Geoffrey Huntley describes the "Ralph loop" — a monolithic orchestrator that executes one task per iteration — as the primitive any serious agent starts from. It's not a feature of the model; it's an architectural decision made by the team operating it.

None of these teams won because they had access to a secret model. They won because they treated the agent as a system to be engineered.

Why this changes the team's work¶

Once you accept that the harness is where quality is decided, you stop doing certain things and start doing others. You stop looking for the "perfect prompt" — prompts live in the harness now, versioned as code. You stop copy-pasting errors into the chat — errors enter the loop via automatic sensors.
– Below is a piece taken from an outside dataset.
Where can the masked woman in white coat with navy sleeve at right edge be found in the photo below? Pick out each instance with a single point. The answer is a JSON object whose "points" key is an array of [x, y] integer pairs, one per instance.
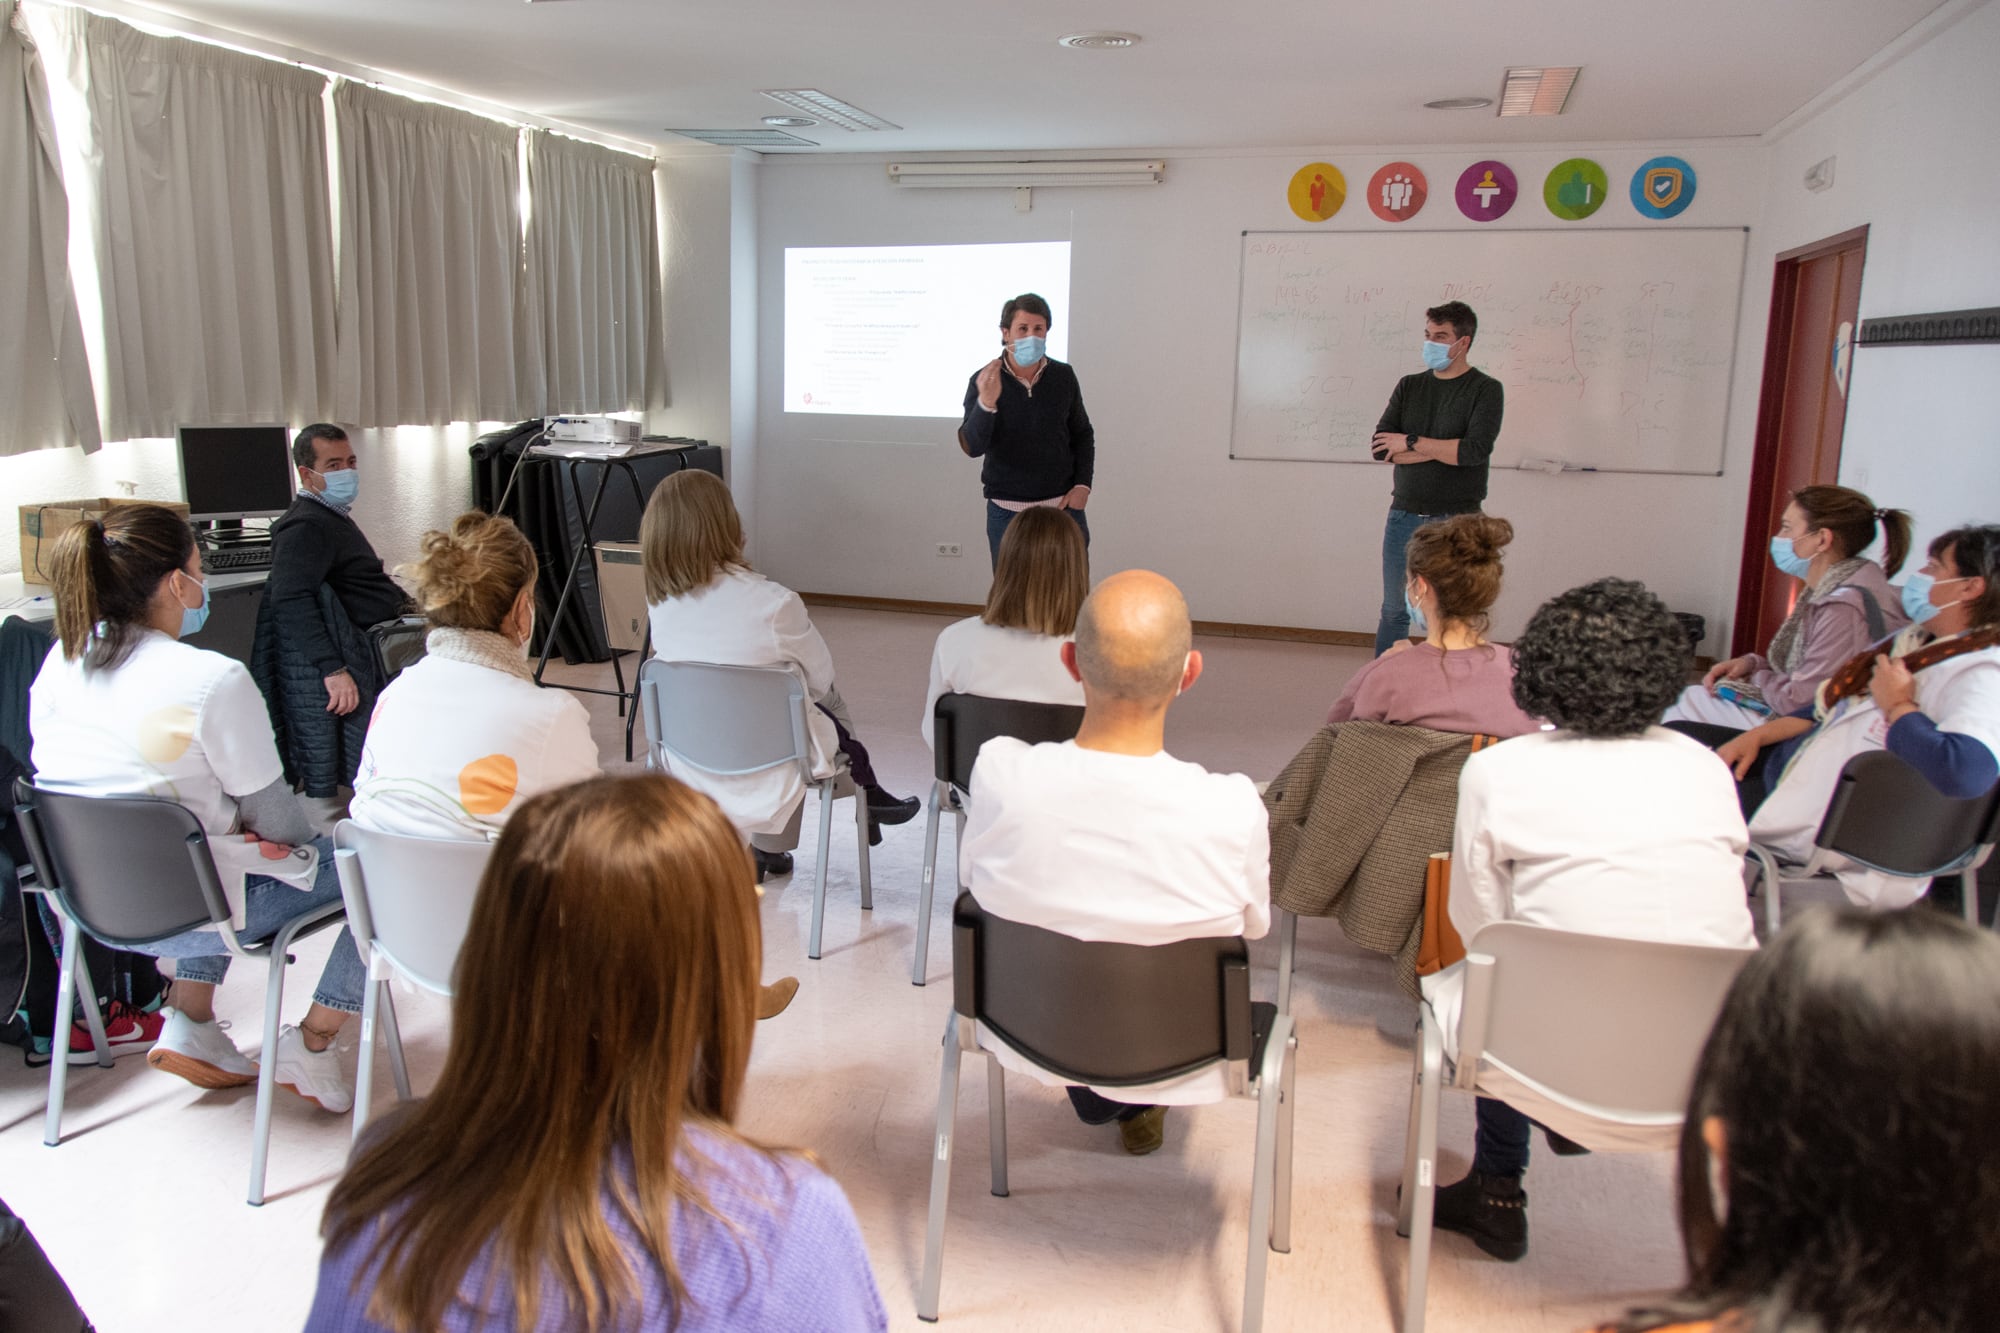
{"points": [[1931, 698]]}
You stop asking the agent to guess the context — the context lives structured in the repo, mechanically accessible.

And you start doing things that used to look like over-engineering: custom linters for a single convention, versioned execution plans, local observability, "doc-gardening" agents that keep documentation up to date.

What in a human team would be nitpicky, in a team with agents is a multiplier. A rule codified once applies forever, on every PR, without wear, without debate, without having to remind anyone at the next standup.

The principle that runs through the whole guide¶

When something fails, the question isn't "how do I tell the agent this is wrong?". The question is "what is missing from the harness so this can't happen, or so it gets detected automatically when it happens?".

It's the same question a good internal engineering platform asks about its product teams. Not "how do I teach this team not to break this", but "how do I make it impossible (or trivially detectable) for them to break this". The mental shift is the same. The difference is that with agents the ROI is immediate and the improvement loop is hours, not quarters.